Rome is being repaired--building by building, monument by monument. Signs of this effort are ubiquitous: one structure after another covered in canvas, and behind it, scaffolding. The Trevi fountain, emptied of its water for months while reconstruction crews do their thing. Restoration work on both of Rome's coliseums: the ancient, famous one in the city center, and the Colosseo Quadrato (square coliseum), an elegant Fascist-era building in EUR.
This is mostly good news; at least some of Rome's historic structures are finally getting the care they need. The bad news is that these reconstruction efforts come with strings attached. The core of the problem is that much of the restoration work--just how much cannot be gleaned from newspaper reports--is funded by corporations. The corporations want something for their money, hence the strings. One string (a minor one, to be sure) is that whatever company is funding the project gets to put its name, or its product, or both on the cloth that shrouds the buildings and the scaffolding. While undergoing repairs, the building becomes an advertisement, a billboard. Americans are used to billboards and other very large advertisements, and may even regard them as essential to a vibrant urban scene. This is surely true in Los Angeles, where notice of the latest blockbuster film may occupy the entire side of a very tall building. Romans, however, have no billboard history that I know of, no experience until recently, as wall art has achieved a certain popularity, with visual clutter akin to advertising gigantism.
Yet there it is. An ad for Jaguar looming over Largo di Santa Susanna. More than one pitch for a company known as Mediolanum, which apparently has something to do with banking.
A huge picture of the latest Samsung Galaxy phone (probably the one that catches fire and is no longer being produced), positioned between Piazza Venezia and Hadrian's column.
Ads for the New Tiguan--that's an automobile--dominating the Tiber end of via della Conciliazione.
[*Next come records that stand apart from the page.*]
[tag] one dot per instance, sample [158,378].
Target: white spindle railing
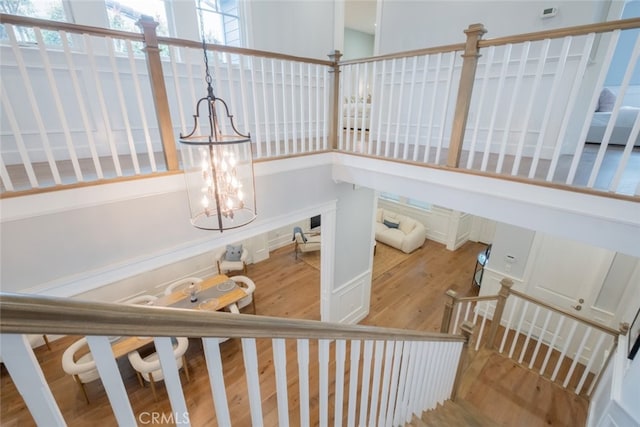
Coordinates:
[383,111]
[566,349]
[531,106]
[390,379]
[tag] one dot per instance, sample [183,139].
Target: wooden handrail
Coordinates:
[601,27]
[26,314]
[579,30]
[476,299]
[518,179]
[106,32]
[567,313]
[407,53]
[68,27]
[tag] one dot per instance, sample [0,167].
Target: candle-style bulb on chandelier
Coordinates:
[218,167]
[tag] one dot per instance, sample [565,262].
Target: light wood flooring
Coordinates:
[410,295]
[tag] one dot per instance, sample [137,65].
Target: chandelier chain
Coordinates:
[208,77]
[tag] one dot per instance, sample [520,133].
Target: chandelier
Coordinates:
[218,167]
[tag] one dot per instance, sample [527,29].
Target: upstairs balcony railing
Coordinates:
[84,105]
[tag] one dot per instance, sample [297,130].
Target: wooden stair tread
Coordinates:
[454,414]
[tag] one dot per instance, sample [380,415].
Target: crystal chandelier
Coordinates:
[218,167]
An enormous ad for the second season of the TV series "Gomorra" on the historic Palazzo della Cancelleria (see the top of this post). So that's one "string" attached: visual pollution. It's advertising, not art.
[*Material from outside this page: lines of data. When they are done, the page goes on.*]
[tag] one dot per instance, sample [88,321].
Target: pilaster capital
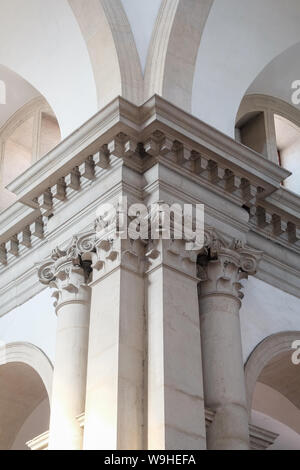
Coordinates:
[222,266]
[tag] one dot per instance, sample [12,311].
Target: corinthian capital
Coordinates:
[222,266]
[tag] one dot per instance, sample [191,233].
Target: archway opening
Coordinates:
[28,130]
[24,406]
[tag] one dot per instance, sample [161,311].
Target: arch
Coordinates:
[263,353]
[49,52]
[2,92]
[267,107]
[27,135]
[33,357]
[172,55]
[229,41]
[111,46]
[258,102]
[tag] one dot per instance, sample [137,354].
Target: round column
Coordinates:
[222,355]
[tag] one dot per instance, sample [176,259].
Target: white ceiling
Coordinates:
[277,77]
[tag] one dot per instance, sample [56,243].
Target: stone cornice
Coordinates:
[59,194]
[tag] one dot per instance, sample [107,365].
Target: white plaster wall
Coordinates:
[142,16]
[239,40]
[41,41]
[290,159]
[287,440]
[34,322]
[265,311]
[35,425]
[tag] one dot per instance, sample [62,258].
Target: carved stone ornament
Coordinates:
[222,266]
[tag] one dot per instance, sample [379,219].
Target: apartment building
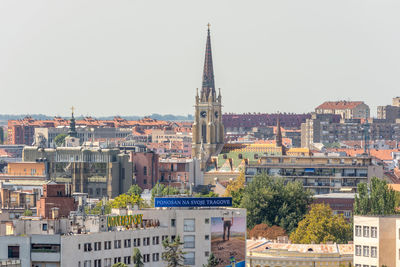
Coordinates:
[322,129]
[105,240]
[376,241]
[346,109]
[264,253]
[93,170]
[320,174]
The other string is more interesting, and arguably more disturbing. The corporations that do this work not only want to advertise while they're doing it. They also want--and get--a degree of control over the property whose restoration they're funding. That brings us to Fendi, a company with Roman roots, and one known for many years for its fashionable furs. Beginning a few years ago, the company embarked on a plan to restore several of the city's best-known fountains, beginning with the Trevi, where the company invested about $2.9 million. The restoration was completed in the fall of 2015, just in time, as it happens, for Fendi's 90th anniversary. To mark that occasion, in July 2016 the company drained the fountain, installed a 66-yard-long glass catwalk, filled the Trevi again--and, in a sunset display of haute couture, brought out 37 models, who seemed to walk on water.
That spectacle, which allowed the company to identify its brand with one of the world's great attractions, continues to benefit Fendi. On the following November 15, the company featured the July event in a two-page spread in the New York Times.
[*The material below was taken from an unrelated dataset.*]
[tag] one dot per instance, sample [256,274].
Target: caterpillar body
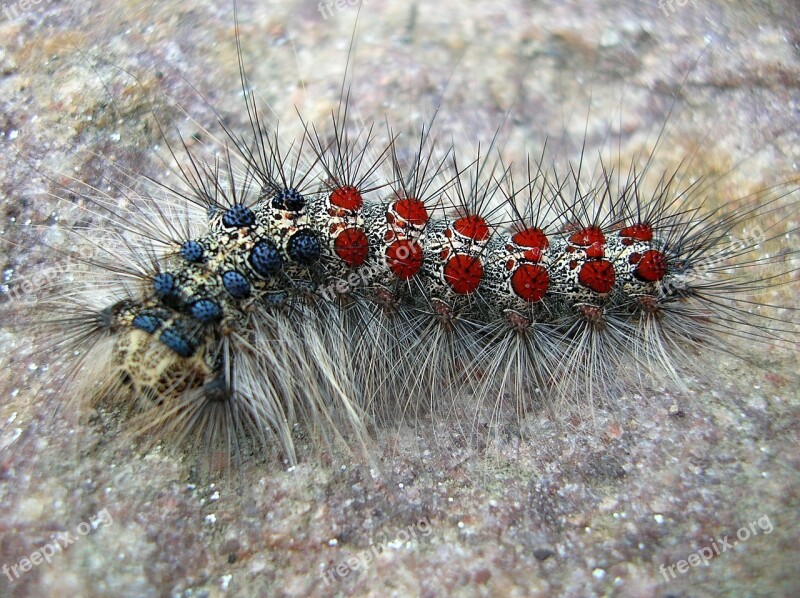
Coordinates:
[340,281]
[217,286]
One could reasonably argue that's a good deal for Rome, Romans, and tourists: a landmark spruced up, used for an evening by its benefactor, powerful images of the Trevi circulating in the media.
More problematic is what's happened recently in EUR, where Fendi is also involved, this time with the Palazzo della Civiltà Italiana--the iconic "square coliseum." Apparently as a reward for financial assistance with repairs to the building (we're assuming that), Fendi was able to rent the building for 15 years for 240,000 Euro per month. Under the agreement with EUR Spa, a public entity, Fendi also became the exclusive licensee of commercial images of the square coliseum for that same 15-year period.
All this came to light, at least for us, when a gay pride organization, Roma Pride, used the building as a backdrop for its publicity--3 guys in bikinis on the stairs, framed by the building's many arches. Fendi didn't like it. The cultural minister sided with Fendi: it was OK to sell the rights to commercial images, and not OK for Roma Pride to use the image of the Square Coliseum for commercial purposes. And there the issue stands: symbolic, if nothing else, of corporate encroachment on Rome's historical heritage, for better or for worse, or both.